Benjamin Biolay – Grand Prix


POP ROCK CHANSON

Polydor

Benjamin Biolay - Grand PrixLe Biolay nouveau est arrivé. Trois ans que les fans attendaient un nouvel opus studio de l’artiste, neuvième livraison après une parenthèse en tournée avec l’ami Melvil Poupaud (Songbook). Revenu de son échappée argentine (Palermo Hollywood et Volver), le chanteur publie un album majestueux, dans les textes comme dans les sons.

La nouvelle galette de Benjamin Biolay, nouvellement arrivé chez Polydor, s’impose tout d’abord par l’immédiateté de ses titres pop. Comment est ta peine, premier extrait avec son tempo cardiaque, en est le parfait exemple, dansant, comme d’autres titres, mais sur des accords mineurs ici, analysant les conséquences d’une rupture. Un premier tour de piste qui annonce l’une des voies esthétiques prises par Biolay : des arrangements privilégiant les guitares avec Pierre Jaconelli, impulsant par ailleurs un son très rock à plusieurs morceaux. Grand Prix accueille au mixage Pierrick Devin (Phoenix, Lomepal…), qui a su mettre en valeur les guitares comme sur Idéogrammes, Papillon Noir avec son refrain électro, et Comme une voiture volée et son identité sonore imparable, les claviers reprenant la mélodie voix.
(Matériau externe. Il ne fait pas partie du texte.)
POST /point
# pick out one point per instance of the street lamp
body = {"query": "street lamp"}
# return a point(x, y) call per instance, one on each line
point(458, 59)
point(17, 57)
Le rock… et la pop comme sur la bluette Visage Pâle qui aurait pu être écrite dans les années 80, mélodie légère pour paroles plus assassines qu’il n’y parait (“L’homme est une espéce / Qui après trois sutures / Reste au bout de la laisse”). La chanson-titre Grand Prix, composée après l’accident qui coûtera la vie à Jules Bianchi, est un bel hommage au jeune pilote disparu en 2015, avec ses nappes de claviers aériens traçant comme des bolides. Souviens-toi l’été dernier invite la complice des premiers albums, Keren Ann, pour un titre gorgé de soleil qu’aurait pu composer Robert Palmer, à écouter cet été dans la bagnole, vitres grandes ouvertes. On retrouve également sur ce nouvel album ces arrangements de cordes, les cuivres aussi, plus discrets, qui sont la marque de fabrique de Biolay depuis Rose Kennedy en 2001. Ils illuminent notamment Vendredi 12, dont le clip sorti récemment, propose un montage-hommage à l’actrice italienne Monica Vitti, illustrant une fois encore l’absence de l’être aimé(e).

“A présent c’est l’automne et plus rien ne m’étonne”, confie le chanteur de 47 ans, sur Ma route qui prend des accents plus folk, le bilan d’un artiste pourtant bien plus apaisé qu’à l’époque du grandiose album Trash Yéyé en 2007. Les décennies passent et sa voix prend de l’épaisseur. Après nous avoir parlé de filiation dans Ton héritage, Biolay continue de lancer des regards dans le rétroviseur. La roue tourne fait partie de ces titres (La débandade, Volver) dans lesquels l’artiste se confie à nous. “Plus les années avancent, plus les vérités moins”, chante Biolay sur ce titre qui arracherait des larmes à un portail de jardin. Mais pleurer, ça fait du bien, comme il le dit en chœur avec sa fille Anna, sur Interlagos (Saudade) qui clôt l’album sur une note de voyage, dernier écho (brésilien) à l’Amérique latine tant aimée. Prochaine destination : la nouvelle tournée de Benjamin Biolay prévue pour 2021.